IV. IMPLEMENTATION OF THE REQUIREMENTS

For all of the requirements above we have implemented modules or extensions to the Proteomics Portal. We are calling the new Liferay/gUse/WS-PGRADE-based portal including all these extensions iPortal to distinguish it from the previous PGRADE based Swiss Grid Proteomics Portal versions.

A. Integrating with Cluster Authorization

The first requirement is to make use of individual user accounts on the local cluster. Having individual user accounts was the requirement of the cluster operators at the ETH Zurich. Each user has to request an account on the local Brutus cluster through the usual means, by filling out a web form and agreeing to the terms of use. We have built a portlet into iPortal that comes into play whenever a new user is registered. This portlet is activated at first time log-in of a new user.

For each user, we create a new openssl secure publicprivate keypair. We store the private key in the secure portal database. At the first-time login, the user is asked to log into the cluster (a popup window asks him or her to enter their cluster username and password), and a session is established to their cluster user account. The portal copies the new public key into their ssl directory as a new authorized user. Also, a new configuration file is added that will be sourced whenever the portal is submitting jobs on the user’s behalf by making use of their account.

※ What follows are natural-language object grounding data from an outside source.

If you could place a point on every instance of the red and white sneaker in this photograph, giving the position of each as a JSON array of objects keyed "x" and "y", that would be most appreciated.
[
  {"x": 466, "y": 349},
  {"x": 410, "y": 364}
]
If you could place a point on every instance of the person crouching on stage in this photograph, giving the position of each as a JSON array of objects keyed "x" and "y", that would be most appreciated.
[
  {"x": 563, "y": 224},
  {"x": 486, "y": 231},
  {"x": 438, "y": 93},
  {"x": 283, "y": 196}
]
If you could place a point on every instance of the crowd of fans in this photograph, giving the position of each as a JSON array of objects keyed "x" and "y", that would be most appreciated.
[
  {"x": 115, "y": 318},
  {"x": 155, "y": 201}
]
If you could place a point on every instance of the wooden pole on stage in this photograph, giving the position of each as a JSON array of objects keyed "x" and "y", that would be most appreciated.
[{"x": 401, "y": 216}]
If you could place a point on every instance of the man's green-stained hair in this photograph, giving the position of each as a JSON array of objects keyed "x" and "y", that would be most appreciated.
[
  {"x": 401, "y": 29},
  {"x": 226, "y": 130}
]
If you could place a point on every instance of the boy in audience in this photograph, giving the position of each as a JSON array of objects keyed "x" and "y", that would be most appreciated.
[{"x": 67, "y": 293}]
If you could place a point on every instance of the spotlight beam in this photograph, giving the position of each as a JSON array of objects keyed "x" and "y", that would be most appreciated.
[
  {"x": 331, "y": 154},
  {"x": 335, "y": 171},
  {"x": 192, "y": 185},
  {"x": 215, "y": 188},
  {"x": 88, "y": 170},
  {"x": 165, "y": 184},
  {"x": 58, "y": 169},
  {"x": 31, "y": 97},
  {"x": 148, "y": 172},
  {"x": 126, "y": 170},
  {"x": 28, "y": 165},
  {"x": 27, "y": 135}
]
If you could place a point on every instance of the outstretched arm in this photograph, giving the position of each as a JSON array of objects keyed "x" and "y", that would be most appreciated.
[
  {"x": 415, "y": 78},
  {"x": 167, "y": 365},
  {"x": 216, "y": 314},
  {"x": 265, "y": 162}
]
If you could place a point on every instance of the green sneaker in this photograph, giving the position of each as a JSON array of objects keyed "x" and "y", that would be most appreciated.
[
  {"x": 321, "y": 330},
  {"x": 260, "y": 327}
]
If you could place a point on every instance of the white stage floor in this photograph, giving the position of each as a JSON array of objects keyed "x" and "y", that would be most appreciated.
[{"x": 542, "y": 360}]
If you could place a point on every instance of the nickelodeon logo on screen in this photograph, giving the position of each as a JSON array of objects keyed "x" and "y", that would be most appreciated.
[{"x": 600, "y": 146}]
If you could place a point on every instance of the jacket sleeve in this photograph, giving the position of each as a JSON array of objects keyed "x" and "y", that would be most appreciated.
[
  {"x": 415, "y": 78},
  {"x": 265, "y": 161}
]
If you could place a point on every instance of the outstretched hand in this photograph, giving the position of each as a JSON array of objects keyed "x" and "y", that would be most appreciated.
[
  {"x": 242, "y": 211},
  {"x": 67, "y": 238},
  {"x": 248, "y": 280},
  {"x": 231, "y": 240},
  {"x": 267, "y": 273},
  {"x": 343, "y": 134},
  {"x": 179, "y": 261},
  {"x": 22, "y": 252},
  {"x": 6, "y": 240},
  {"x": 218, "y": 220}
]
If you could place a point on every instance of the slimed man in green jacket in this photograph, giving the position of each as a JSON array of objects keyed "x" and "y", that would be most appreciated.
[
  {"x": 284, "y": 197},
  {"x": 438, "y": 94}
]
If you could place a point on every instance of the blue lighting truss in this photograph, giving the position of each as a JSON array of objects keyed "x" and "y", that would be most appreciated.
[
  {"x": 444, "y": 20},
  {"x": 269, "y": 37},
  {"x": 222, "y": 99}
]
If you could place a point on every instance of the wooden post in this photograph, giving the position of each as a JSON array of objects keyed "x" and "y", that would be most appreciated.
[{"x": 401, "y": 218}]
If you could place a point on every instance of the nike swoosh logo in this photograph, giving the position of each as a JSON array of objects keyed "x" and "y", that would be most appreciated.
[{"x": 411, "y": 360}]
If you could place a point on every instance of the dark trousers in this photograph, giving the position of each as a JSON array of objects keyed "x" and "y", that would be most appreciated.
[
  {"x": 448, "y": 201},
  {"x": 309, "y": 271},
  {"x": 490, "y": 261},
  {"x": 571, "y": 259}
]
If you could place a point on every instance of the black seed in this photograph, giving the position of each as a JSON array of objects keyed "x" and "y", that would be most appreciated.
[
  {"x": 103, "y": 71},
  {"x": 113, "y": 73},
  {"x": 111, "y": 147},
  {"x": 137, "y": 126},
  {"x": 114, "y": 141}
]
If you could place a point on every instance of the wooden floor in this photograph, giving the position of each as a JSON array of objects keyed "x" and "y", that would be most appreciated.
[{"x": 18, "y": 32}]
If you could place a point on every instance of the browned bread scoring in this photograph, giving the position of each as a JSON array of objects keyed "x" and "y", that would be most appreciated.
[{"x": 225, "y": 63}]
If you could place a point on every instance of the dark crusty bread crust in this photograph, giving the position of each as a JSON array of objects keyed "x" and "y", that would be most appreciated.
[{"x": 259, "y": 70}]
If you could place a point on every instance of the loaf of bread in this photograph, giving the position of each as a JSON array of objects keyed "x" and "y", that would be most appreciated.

From now on, the interaction with the cluster is always through the individual user’s accounts. Of course, the iPortal users need to apply for and receive a cluster account before being able to register for the iPortal. The popup window requesting their cluster account credentials informs them of this fact and provides the link to the cluster registration page. Through this mechanism we can completely fulfill the requirement for cluster registration and running cluster jobs using the individual user accounts. We are in close collaboration with the cluster administrators to make sure that our security mechanisms are trusted and adhere to their policies.

B. Using Grid Certificates

We have implemented a mechanism to make use of Grid Certificates based on SAML assertions in a previous project called GridCertLib [4]. It can create a proper X.509 certificate based on the user’s AAI login, which is available to all researchers in Switzerland based on the SWITCH-AAI countrywide service [5]. This would fulfill requirement 5), that the users do not need to deal with Grid Certificates when submitting to distributed infrastructures.

However, the GridCertLib implementation relies on the delegation feature of Shibboleth, which is a new feature and not yet available on the current infrastructure. All SWITCHAAI enabled institutions would need to upgrade their identity provider service and would need to configure this service accordingly. This has proven to be an insurmountable administrative hurdle for the past 2 years, unfortunately. As elegant as this solution is, it is not usable in practice. In the production Swiss Proteomics Portal, the users are therefore still expected to upload their proxy certificates to a myproxy server outside of the portal if they want to make use of Grid resources.

We are now exploring other technologies that could be used also in the context of cloud infrastructures, but they are not mature enough yet. So this requirement is, unfortunately, still not met.

C. The Workflow Wizard

The main change to the way the Swiss Grid Portal is now perceived by the end-user was the introduction of the Workflow Wizard in the iPortal. This has been implemented as another Liferay portlet. The users can select the Workflow Wizard as one of the top level tabs on the main page of the portal. The Workflow Wizard guides the user through a series of steps: 1)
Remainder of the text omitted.